Cette suggestion a fait l’objet de nombreux débats. Sur le principe, on comprend le raisonnement de René Dosière. Il s’agissait d’appliquer au troisième pouvoir, à la justice, des contraintes qui sont imposées aux deux autres pouvoirs, notamment au Parlement. Sans doute cette discussion était-elle prématurée.

Monsieur le ministre, je voudrais terminer en évoquant une autre question. Derrière cette histoire de médaille, en réalité, René Dosière nous parle d’autre chose, à savoir de l’indépendance de la justice.
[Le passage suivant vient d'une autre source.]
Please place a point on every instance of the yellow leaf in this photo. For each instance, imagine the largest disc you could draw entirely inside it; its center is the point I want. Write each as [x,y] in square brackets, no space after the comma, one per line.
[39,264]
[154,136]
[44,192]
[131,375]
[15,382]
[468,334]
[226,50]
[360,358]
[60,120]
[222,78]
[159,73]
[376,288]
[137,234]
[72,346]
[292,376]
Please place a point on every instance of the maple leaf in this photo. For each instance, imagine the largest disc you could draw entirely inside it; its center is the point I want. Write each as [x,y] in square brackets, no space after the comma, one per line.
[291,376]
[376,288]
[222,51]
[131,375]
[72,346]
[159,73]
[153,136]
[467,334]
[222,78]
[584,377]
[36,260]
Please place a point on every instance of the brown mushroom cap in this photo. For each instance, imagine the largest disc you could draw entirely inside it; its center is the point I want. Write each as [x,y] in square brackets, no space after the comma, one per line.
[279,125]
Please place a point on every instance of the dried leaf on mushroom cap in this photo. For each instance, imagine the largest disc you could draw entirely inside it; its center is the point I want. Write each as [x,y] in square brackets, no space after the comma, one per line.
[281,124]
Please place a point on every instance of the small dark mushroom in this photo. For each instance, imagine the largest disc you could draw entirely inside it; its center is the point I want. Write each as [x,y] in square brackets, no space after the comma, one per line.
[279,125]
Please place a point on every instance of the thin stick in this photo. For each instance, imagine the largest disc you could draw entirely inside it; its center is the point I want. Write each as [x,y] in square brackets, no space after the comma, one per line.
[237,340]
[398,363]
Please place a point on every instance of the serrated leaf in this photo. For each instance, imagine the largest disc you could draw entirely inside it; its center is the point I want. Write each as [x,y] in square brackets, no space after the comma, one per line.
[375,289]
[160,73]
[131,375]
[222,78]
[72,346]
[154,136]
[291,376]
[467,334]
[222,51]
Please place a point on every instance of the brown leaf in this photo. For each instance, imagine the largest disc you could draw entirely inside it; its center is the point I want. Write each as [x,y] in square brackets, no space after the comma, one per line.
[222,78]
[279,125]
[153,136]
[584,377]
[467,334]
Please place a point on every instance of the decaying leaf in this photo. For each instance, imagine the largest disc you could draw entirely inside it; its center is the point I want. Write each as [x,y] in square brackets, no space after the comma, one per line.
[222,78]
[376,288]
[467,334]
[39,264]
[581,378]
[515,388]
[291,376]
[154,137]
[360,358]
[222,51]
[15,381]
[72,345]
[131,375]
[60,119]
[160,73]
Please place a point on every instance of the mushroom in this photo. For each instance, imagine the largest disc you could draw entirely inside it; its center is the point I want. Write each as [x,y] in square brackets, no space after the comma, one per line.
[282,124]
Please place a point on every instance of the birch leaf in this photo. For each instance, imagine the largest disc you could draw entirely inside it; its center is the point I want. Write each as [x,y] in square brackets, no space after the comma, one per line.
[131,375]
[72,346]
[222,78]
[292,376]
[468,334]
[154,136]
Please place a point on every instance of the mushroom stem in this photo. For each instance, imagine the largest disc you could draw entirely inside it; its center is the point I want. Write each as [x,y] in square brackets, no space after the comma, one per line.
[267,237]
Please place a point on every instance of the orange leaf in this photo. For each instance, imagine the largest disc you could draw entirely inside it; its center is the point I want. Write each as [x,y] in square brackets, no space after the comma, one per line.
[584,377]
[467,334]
Tout à l’heure, mon collègue Nicolas Alfonsi a évoqué ce point, sur lequel je voudrais revenir.

Voilà quinze jours, j’ai interpellé M. le garde des sceaux sur la question de l’indépendance de la justice, plus particulièrement sur le fait qu’un grand nombre de magistrats du parquet – 126 procureurs de la République sur 163 – ont adopté récemment une résolution demandant, d’une part, qu’on leur donne les moyens de travailler, et, d’autre part, que l’indépendance du parquet soit enfin garantie dans notre pays.

M. le garde des sceaux a bien voulu me répondre pour me dire : « Circulez, il n'y a rien à voir ». Il n’est pas là aujourd’hui, mais vous serez mon interprète auprès de lui pour lui transmettre cette question, monsieur le ministre, que je pose à nouveau aujourd’hui, avec encore plus de force.

Nous venons de constater que le procureur de Nanterre avait été mis en examen. Ce n’est pas un événement d’une grande banalité dans une République ! Il a été mis en examen pour son enquête, jugée illégale par la Cour de cassation, sur les sources des journalistes du Monde.